Las distintas partes de la obra vuelven a estar unidas entre sí mediante la costura. El trazo del
hilo evidencia aún más la sensación de cicatriz, de marca eterna. Enfermedades del alma,
secuelas físicas. Pero el artista comete otro error. Los buenos criminales son aquéllos que no
dejan pistas, los que llegan a conocer a la perfección a su víctima sin mantener el más mínimo
2
contacto con ella. Eso podría cambiarle los planes. Eso podría hacerle dudar. Germán Gómez no
sólo escuchó las inquietudes de estos nuevos retratados: se identificó con su dolor; y a ese diario
íntimo en imágenes se le añadieron algunas páginas de papel, escritas de su puño y letra, que, a
modo de cartas, fueron introducidas, escondidas, entre las diferentes partes de cada obra. En
ellas, el artista asumía plenamente la angustia de su víctima. La máscara caía. El retrato robot
del joven creador estaba más que perfilado.

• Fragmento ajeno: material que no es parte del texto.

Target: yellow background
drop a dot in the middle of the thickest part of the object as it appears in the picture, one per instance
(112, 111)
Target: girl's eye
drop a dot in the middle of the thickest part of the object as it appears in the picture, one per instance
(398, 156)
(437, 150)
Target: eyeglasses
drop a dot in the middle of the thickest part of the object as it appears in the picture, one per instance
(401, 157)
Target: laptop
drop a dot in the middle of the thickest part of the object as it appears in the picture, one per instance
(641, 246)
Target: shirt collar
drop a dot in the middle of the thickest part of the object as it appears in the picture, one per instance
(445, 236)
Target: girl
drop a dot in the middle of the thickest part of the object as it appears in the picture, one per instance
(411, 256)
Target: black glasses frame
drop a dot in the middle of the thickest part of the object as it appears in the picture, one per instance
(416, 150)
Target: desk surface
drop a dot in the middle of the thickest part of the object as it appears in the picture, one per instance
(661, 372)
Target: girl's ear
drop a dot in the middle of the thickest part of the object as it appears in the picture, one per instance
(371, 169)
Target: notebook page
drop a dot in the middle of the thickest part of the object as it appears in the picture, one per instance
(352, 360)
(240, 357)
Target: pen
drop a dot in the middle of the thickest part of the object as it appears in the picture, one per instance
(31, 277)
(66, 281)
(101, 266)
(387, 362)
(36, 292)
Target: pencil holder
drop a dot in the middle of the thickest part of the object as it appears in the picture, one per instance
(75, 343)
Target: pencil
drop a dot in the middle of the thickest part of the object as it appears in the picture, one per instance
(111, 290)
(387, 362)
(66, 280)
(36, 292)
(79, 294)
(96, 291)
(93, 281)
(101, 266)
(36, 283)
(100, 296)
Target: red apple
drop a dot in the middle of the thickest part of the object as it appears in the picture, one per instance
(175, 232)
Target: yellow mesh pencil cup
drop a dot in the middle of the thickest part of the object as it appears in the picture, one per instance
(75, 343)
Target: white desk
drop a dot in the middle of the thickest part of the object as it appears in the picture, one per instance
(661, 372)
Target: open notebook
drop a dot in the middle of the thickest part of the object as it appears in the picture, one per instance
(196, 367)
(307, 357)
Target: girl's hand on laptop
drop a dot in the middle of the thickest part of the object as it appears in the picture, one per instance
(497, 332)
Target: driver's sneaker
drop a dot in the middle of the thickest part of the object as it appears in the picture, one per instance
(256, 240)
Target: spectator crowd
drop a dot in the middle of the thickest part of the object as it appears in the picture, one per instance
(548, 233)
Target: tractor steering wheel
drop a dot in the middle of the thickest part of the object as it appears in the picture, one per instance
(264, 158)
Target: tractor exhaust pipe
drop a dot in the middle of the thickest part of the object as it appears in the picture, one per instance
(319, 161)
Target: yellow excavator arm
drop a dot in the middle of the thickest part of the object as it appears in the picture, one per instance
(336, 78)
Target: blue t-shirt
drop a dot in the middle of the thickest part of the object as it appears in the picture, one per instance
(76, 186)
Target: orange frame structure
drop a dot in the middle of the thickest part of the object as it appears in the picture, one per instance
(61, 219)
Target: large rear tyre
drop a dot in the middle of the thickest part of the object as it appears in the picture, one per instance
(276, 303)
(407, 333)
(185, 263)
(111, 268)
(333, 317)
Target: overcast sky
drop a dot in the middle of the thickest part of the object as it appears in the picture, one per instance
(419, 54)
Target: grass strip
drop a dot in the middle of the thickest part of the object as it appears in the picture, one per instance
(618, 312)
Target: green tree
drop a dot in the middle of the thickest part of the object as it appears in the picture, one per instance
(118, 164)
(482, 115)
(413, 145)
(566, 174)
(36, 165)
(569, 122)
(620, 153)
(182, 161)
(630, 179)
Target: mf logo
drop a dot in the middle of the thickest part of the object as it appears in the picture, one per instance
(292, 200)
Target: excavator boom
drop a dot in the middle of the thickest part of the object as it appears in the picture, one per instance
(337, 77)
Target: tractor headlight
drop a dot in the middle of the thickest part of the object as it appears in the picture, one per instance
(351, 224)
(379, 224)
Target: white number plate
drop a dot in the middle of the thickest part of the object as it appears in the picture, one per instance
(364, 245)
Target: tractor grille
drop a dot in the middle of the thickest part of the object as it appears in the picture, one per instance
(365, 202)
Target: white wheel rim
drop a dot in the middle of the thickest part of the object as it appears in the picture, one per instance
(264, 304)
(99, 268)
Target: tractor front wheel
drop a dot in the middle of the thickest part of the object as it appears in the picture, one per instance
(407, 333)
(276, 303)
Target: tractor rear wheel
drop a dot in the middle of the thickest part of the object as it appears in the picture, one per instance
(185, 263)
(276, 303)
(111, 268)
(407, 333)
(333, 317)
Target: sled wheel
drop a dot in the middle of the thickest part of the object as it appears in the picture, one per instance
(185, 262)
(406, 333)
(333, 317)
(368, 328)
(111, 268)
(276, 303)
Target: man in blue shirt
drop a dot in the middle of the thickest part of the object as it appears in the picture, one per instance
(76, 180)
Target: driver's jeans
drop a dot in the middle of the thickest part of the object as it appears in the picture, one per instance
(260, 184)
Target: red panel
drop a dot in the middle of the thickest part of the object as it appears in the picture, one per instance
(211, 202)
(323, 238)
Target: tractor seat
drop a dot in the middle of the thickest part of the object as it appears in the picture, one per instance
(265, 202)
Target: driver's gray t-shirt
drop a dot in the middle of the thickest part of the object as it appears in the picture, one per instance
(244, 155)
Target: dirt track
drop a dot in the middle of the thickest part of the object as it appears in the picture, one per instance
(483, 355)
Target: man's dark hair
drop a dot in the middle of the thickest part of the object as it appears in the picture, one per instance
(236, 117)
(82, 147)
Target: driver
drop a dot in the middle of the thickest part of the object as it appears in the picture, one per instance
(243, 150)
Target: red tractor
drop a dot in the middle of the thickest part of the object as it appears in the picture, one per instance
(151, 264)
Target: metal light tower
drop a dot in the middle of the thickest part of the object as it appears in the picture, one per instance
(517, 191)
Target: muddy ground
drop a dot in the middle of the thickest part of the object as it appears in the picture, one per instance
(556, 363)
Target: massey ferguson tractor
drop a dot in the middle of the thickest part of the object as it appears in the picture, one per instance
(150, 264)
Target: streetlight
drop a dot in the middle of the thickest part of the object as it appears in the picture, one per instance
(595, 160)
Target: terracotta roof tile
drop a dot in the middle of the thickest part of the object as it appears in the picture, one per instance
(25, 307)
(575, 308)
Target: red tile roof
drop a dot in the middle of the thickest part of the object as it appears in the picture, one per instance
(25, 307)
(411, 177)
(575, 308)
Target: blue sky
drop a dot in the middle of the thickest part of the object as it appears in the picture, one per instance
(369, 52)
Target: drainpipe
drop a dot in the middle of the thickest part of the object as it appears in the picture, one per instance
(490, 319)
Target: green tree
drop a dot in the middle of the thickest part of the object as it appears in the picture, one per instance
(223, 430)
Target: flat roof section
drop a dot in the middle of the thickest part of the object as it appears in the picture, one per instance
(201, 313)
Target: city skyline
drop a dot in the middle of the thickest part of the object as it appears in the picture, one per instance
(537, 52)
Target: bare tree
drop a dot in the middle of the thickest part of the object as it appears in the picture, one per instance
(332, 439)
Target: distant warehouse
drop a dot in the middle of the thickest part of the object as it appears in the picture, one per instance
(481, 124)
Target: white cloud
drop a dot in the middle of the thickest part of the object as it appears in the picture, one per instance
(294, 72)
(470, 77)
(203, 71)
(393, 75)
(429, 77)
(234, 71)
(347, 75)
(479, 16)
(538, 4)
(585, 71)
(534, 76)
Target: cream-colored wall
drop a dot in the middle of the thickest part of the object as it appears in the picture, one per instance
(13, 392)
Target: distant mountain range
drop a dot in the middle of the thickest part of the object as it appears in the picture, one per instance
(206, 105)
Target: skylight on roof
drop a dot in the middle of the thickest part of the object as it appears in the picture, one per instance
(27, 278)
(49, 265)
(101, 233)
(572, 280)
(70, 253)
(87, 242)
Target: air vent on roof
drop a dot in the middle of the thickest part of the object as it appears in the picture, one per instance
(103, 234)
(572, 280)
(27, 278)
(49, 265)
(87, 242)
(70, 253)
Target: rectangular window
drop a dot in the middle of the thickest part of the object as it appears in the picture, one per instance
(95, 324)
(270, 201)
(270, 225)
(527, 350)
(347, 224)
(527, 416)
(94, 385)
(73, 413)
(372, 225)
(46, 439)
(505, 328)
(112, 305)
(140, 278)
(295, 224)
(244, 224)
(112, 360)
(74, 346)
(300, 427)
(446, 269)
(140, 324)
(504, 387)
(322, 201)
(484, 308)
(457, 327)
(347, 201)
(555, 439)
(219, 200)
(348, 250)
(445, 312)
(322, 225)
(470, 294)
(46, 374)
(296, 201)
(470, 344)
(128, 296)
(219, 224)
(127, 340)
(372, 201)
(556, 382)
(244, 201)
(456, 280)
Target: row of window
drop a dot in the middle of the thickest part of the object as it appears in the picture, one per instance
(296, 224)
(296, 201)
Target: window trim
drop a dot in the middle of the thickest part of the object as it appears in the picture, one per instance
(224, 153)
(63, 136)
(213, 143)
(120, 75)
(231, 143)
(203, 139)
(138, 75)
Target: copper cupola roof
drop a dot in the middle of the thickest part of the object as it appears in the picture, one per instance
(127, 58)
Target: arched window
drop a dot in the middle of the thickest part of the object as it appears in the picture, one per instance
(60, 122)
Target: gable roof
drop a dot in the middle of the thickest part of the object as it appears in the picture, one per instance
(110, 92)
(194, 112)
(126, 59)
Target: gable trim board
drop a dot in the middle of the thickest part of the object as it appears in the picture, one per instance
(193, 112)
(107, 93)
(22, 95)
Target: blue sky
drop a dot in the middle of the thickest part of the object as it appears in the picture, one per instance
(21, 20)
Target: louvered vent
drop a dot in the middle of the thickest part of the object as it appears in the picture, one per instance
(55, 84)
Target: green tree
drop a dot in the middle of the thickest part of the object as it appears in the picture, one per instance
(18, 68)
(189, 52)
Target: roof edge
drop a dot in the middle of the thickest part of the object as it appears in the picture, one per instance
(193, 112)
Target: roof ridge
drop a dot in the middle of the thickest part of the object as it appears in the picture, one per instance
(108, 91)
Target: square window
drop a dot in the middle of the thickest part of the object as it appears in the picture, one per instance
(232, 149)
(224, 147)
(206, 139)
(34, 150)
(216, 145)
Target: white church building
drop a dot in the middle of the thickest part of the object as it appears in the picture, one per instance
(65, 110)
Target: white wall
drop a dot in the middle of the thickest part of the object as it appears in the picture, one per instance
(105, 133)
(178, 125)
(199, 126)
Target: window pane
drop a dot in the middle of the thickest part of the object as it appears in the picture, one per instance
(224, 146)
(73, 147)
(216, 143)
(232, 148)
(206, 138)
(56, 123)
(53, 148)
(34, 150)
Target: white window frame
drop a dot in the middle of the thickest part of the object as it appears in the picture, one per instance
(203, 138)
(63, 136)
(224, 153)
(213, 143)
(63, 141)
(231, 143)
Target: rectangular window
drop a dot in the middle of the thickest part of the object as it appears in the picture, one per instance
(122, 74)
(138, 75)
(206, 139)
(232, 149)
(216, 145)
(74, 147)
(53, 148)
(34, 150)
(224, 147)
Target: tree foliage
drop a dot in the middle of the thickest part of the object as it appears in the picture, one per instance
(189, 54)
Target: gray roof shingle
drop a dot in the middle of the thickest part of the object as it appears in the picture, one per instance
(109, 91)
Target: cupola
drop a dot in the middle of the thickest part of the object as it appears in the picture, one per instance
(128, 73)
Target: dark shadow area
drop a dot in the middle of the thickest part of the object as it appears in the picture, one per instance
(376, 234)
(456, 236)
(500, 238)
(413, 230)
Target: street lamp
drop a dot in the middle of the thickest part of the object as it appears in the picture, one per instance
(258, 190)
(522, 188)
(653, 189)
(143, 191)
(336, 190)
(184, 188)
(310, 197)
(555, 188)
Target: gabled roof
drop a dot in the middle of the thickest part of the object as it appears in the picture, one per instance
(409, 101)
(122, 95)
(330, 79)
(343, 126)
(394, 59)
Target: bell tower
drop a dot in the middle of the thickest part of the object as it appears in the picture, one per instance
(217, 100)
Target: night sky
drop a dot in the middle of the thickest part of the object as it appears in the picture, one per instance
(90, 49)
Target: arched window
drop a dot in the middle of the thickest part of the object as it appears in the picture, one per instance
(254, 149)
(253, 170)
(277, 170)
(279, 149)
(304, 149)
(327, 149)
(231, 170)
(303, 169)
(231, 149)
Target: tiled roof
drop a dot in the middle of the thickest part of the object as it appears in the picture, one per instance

2006. Un intento de fuga. Dibujados5, el proyecto más reciente de Germán Gómez
–en el que todavía está inmerso– marca las pautas para que la fotografía desaparezca y sea
asimilada por el dibujo. Ambas técnicas están estrechamente ligadas, según su autor: “El dibujo
funciona en el arte como la poesía en la literatura: de la cabeza y el corazón a la mano, vibrando.
La foto es el lenguaje de la inmediatez; el dibujo, el de la íntima reflexión”. Ahora es cuestión de
que los cuerpos de los retratados se diluyan entre los trazos marcados por el lápiz; que la línea se
abra camino devorando la imagen; que el dibujo se coma los fragmentos de carne; que se
impongan las violentas costuras, la traslucidez del papel, los remaches metálicos. Destruir más
que crear, porque la identidad también está ligada a cuestiones como la fragilidad y la caída, a la
dura confrontación entre realidad y deseo, a la sucesión de agresiones y caricias. Pero el reloj se
paró.
Demasiados errores. Demasiados remiendos. Demasiadas cartas boca arriba. El delito ya se
consumó. La decisión ya está tomada. Debemos condenar y condenamos a Germán Gómez. Él
mismo ha alegado en su defensa ser incapaz de dejar de hacer lo que hace –¿enajenación
mental?, ¿manía persecutoria?, ¿paranoia?– y que sus acciones van conformando un diario íntimo
con el que se define y se retrata en persona. Son las páginas de una autobiografía escritas a
partir de la asimilación de los demás. Ante tales evidencias, la pena de Germán Gómez no puede
ser otra: el joven artista está condenado a la cadena perpetua, a buscarse a sí mismo de por
vida, o lo que es peor, a que a su osadía sólo la ponga fin lo inevitable: su propia muerte. Pena
de muerte.
Javier Díaz-Guardiola
NOTAS
1.-Estas palabras le fueron dichas a Germán Gómez por Cristina García Rodero durante un curso de verano impartido por
la Universidad Complutense en El Escorial, tal y como él mismo recuerda en el texto para el catálogo de la muestra Los
géneros. El cuerpo. Conceptos y representaciones (2004). Celebrada en la Sala Alcalá 31 de la CAM.
2.-Texto del díptico de la exposición sobre el mencionado proyecto celebrada en la Sala Avenida de América, 13, de
Madrid, en 2001.
3.-Por este trabajo, Germán Gómez fue seleccionado en la muestra Generación 2001 de CajaMadrid y fue galardonado
con el Primer Premio Nacional de Fotografía INJUVE 2001.
4.-Cita recogida por José Marín-Medina en el texto del catálogo de la muestra Los géneros. El cuerpo. Conceptos y
representaciones (2004)
5.-Su presentación tuvo lugar en las páginas del suplemento cultural ABCD (número 769 del 28 de octubre de 2006).